As the earth actually travels around the sun but not the stars, (see Figure 2) the sun appears to move more slowly than the stars, making in 1 year 365 apparent revolutions (approx.) while the stars make 366 apparent revolutions (approx.); thus, the sun apparently makes a complete circuit of the heavens once each year, a new cycle beginning every March 21. Furthermore, as the axis of rotation of the earth is not normal to the plane of the earth's orbit, the path apparently traced by the sun among the stars on the celestial sphere, called the ecliptic, is a continuous curved line; each year the sun crosses the equator northward on March 21, and reaches a maximum positive declination (about 23.5° N) on June 21.
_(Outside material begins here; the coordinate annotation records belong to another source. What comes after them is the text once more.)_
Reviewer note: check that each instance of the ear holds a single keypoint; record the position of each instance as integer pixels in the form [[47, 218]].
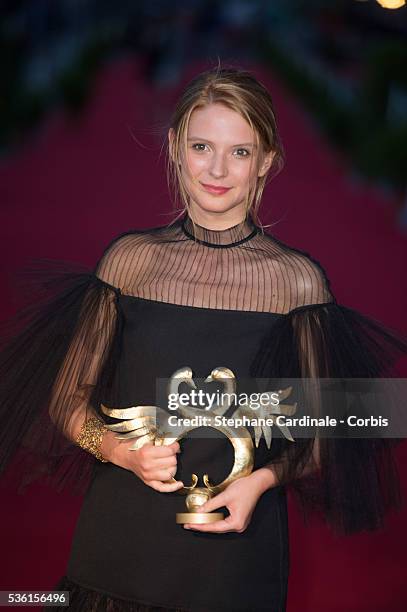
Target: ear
[[170, 142], [268, 160]]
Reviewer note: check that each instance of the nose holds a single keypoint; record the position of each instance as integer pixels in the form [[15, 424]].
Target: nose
[[218, 167]]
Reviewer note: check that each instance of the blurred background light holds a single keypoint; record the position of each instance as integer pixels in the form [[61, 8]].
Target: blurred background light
[[391, 3]]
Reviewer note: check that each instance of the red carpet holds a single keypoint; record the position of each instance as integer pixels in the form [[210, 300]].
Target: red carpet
[[82, 181]]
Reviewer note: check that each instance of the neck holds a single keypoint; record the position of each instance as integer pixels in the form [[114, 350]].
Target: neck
[[226, 234]]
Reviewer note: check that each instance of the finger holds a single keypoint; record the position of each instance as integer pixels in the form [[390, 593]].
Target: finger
[[162, 475], [217, 527], [164, 462], [164, 487], [218, 501], [162, 451]]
(b) The Hour Angle Coordinate System. In Figure 1, let the plane of the hour circle MNPN'M' coincide at the time of observation with the plane of the observer's meridian circle, and let S be some heavenly body whose position with respect to the observer's meridian and the equator MM'UV it is desired to establish. The spherical coordinates of the star are given by (1) the angular distance of the star above or below the equator, which in the figure is given by the arc US, defined previously as the declination, and (2) the angular distance measured along the equator between the meridian and the hour circle through the star. When this measurement is from east to west it is called an hour angle. The hour angle of any celestial body may then be defined as the angular distance measured westward along the equator from the meridian of reference to the hour circle through the body. Hour angles are expressed either in hours of time or in degrees of arc. In the figure, the hour angle is more than 12h or more than 180°. When no qualification is stated, it is understood that an hour angle is measured from the upper branch of the meridian, that is, the branch above the station or above the observer's head. Sometimes the hour angles of stars east of the observer's meridian are reckoned from the upper branch of the meridian rather than westward. An hour angle expressed in this way is preceded by a minus sign.
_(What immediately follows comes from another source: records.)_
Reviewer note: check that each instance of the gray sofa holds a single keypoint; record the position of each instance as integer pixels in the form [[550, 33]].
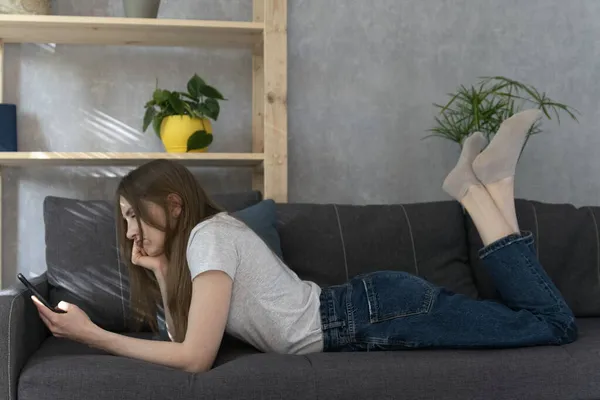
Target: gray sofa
[[327, 244]]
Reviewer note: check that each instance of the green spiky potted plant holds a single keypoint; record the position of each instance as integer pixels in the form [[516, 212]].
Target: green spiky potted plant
[[483, 107], [182, 119]]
4. Equator Systems Compared

The system of coordinates described in article (b) is seen to be similar, to that described in article (a) with this difference, that in the hour angle system, the angular distance along the equator is measured (westward) from a fixed meridian, whereas in the right ascension system the angular distance along the equator is measured (eastward) from the vernal equinox, which is a point on the celestial equator that rotates with the celestial sphere. Thus, although right ascensions of fixed stars have annual variations of but a few seconds, hour angles of the stars change as rapidly as the celestial sphere apparently rotates (24h or 360° for each 36h 56h of our civil time), and hour angles of the sun change approximately 24h or 360° for each 24h of our civil time.

The two systems are called equatorial systems of coordinates, since in each case the primary plane of reference is the celestial equator. The declination, delta, is the same in both systems.
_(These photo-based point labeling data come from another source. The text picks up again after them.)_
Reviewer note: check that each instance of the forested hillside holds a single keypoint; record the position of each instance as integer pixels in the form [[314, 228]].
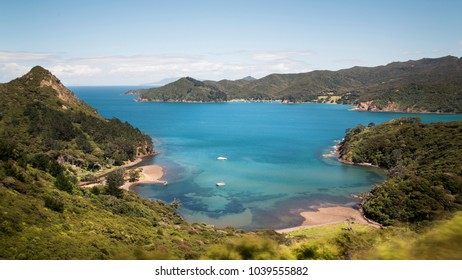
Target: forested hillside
[[424, 163], [49, 139], [426, 85]]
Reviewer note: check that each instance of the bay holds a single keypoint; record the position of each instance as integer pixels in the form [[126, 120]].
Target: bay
[[275, 166]]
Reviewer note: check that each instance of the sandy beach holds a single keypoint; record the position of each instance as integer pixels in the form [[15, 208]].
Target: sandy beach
[[149, 174], [330, 215]]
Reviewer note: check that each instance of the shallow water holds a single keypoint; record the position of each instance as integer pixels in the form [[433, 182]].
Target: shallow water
[[275, 168]]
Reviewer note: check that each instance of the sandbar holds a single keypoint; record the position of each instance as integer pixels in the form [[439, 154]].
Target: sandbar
[[149, 174], [331, 215]]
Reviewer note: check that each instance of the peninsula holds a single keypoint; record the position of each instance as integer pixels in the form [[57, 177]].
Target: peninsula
[[425, 85]]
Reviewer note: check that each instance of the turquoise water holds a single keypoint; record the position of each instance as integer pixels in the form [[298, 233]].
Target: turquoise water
[[275, 168]]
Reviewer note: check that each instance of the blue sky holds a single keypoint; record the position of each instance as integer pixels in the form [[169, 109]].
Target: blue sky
[[134, 42]]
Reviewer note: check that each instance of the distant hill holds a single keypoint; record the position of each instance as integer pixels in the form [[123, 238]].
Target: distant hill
[[49, 140], [426, 85]]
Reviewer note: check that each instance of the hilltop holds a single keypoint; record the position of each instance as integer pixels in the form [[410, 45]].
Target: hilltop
[[425, 85], [49, 141]]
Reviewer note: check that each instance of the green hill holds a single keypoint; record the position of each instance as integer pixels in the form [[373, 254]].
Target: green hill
[[184, 90], [426, 85], [424, 163], [49, 139]]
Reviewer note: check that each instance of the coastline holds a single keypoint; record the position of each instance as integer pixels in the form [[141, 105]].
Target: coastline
[[149, 174], [331, 215], [100, 175]]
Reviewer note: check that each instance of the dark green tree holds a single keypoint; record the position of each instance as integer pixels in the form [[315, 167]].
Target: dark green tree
[[64, 183], [113, 182]]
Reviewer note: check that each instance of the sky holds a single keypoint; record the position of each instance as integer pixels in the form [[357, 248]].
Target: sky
[[136, 42]]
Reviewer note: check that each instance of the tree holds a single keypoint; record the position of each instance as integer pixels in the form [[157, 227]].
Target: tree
[[64, 183], [113, 182], [175, 204]]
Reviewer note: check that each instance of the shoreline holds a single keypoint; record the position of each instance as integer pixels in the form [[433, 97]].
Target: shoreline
[[331, 215], [100, 175], [150, 174]]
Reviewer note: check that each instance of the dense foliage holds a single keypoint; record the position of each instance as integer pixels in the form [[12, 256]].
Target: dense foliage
[[185, 90], [48, 139], [429, 85], [46, 122], [424, 163]]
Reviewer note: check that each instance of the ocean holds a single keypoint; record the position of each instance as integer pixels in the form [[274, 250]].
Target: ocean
[[275, 166]]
5. The Astronomical Triangle

In Figure 3, the celestial sphere is pictured once again. The earth is imagined to be located at the center of the sphere with its polar axis in the direction P'P.

The observer's meridian plane lies in the plane of the great circle MQ'ZPMQP' and the star S is in a position east of the the meridian and above the celestial equator. The place of observation is assumed to be north of the equator at a latitude phi as shown by the angle between the equatorial plane and the observer's zenith plumb line. The hour angle, theta, is measured from the upper branch of the meridian (360° - theta is shown in the figure). The declination, delta, is also shown.

The colatitude (90° - phi), the zenith distance (Z), and the polar distance (90° - delta) define a spherical triangle the vertices of which are the pole P, the zenith Z, and the celestial body S. This triangle is called the astronomical triangle.

The determination of the relationship between theta and Z, 90° - phi and 90° - delta of the astronomical triangle is a problem in spherical trigonometry which is dealt with in many elementary mathematical texts. It is sufficient to quote the result here:

cos Z = cos(theta) cos(delta) cos(phi) + sin(delta) sin(phi).

This is the equation that must be solved for cos Z to obtain mu.